I didn’t argue with him because I can understand his position. In my previous career, spent 20-plus years in corporate IT at conservative insurance companies. I’d pretty well washed all the telltale signs of my country background away to fit in – learned to talk proper English, dress like a Yuppie, play the games to climb the ladder. But just because I don’t look or talk or act like I was raised on a farm, that doesn’t mean I don’t have country roots.
And the attraction to honky tonks – that’s probably mainly due to my dad. He was raised on a farm by a strict church deacon, but once he was old enough to head for the bright lights and barrooms and honky tonk angels of the big city, he was gone.

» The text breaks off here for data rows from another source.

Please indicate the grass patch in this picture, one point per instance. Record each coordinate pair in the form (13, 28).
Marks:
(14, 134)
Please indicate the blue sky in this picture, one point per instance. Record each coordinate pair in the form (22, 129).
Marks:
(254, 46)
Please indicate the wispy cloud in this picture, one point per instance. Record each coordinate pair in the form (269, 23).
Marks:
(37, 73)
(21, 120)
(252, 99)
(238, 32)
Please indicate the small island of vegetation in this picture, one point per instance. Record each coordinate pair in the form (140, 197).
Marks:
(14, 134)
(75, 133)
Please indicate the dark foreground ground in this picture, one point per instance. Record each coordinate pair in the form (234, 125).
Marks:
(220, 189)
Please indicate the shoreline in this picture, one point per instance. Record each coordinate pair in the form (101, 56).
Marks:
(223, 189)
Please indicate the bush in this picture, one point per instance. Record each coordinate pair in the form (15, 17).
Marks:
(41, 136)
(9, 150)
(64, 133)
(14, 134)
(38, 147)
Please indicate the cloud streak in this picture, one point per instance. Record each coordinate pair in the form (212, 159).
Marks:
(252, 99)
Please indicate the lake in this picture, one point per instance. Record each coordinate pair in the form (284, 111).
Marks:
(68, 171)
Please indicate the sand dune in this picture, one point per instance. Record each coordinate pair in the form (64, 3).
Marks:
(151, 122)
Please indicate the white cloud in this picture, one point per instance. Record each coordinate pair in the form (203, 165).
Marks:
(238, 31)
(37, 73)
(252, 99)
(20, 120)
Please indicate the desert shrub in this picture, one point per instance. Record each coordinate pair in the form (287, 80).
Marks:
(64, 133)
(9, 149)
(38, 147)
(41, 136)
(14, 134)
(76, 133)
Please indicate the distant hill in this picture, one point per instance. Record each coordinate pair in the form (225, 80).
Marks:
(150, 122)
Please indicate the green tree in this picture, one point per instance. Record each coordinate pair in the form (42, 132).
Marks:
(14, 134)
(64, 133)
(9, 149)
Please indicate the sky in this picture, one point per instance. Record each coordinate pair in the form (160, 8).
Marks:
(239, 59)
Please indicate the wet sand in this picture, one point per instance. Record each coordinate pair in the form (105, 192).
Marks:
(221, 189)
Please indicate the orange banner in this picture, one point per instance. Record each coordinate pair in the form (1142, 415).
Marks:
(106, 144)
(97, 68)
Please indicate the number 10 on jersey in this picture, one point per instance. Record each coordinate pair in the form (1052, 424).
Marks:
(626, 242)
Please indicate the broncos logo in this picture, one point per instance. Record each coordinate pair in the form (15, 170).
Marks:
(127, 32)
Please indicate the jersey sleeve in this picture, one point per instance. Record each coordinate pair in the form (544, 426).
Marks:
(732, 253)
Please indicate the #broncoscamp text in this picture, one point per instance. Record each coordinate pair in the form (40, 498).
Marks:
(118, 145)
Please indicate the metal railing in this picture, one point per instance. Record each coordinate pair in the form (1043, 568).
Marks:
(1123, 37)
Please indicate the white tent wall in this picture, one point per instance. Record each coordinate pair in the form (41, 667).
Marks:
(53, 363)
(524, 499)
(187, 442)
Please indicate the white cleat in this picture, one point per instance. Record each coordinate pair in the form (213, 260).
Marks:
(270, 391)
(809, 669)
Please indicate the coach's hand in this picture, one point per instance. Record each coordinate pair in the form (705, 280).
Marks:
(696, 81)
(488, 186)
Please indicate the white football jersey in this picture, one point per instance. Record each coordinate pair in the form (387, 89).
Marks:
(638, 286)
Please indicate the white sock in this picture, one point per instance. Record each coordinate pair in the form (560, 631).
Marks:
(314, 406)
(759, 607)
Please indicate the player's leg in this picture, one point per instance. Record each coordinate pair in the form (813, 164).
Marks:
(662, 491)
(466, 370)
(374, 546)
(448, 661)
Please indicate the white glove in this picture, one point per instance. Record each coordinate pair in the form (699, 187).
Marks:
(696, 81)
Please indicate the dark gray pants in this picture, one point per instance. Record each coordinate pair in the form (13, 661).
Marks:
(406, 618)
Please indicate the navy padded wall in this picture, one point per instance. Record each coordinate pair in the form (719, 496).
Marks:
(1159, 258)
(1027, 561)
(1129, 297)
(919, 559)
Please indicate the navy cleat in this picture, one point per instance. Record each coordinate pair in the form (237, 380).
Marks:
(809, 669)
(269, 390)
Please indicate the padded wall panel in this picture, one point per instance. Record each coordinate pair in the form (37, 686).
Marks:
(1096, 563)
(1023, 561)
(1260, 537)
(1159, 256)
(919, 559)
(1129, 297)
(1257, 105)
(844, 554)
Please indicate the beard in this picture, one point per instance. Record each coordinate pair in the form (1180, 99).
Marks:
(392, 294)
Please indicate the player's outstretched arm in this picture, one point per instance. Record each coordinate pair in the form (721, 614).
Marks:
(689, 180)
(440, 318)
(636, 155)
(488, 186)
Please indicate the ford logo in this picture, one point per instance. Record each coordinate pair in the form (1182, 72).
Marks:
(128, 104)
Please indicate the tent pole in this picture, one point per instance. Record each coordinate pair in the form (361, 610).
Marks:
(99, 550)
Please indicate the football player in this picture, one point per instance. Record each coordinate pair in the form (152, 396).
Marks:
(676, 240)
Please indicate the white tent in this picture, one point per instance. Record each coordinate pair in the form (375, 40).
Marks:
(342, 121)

Sure, he tried to put on a good front. He sold insurance door-to-door, raised a family and mostly put forth a respectable front. But there was a part of his heart that always longed for the nightlife. He learned to play a little backup guitar when we lived in Florida so he could sit in with the band on Friday nights. In Tennessee, he took a weekend job tending bar at a place called the High Chaparral – a rowdy place between two small cities where he hung out regardless of whether he was working. Most of his life was a sad country song – stuck between the life the world wanted him to lead and the yearnings he had just to kick up his heels and have fun.
He’s gone now – 30 years of cigarettes cut his days short – but sometimes I feel his presence when I’m walking along Broadway in Nashville or checking out the Christmas lights over the bar in some new honky tonk I’ve discovered off the beaten path.
I may still pass for a corporate suit, but I’m still a country boy at heart – and I inherited his honky tonk genes.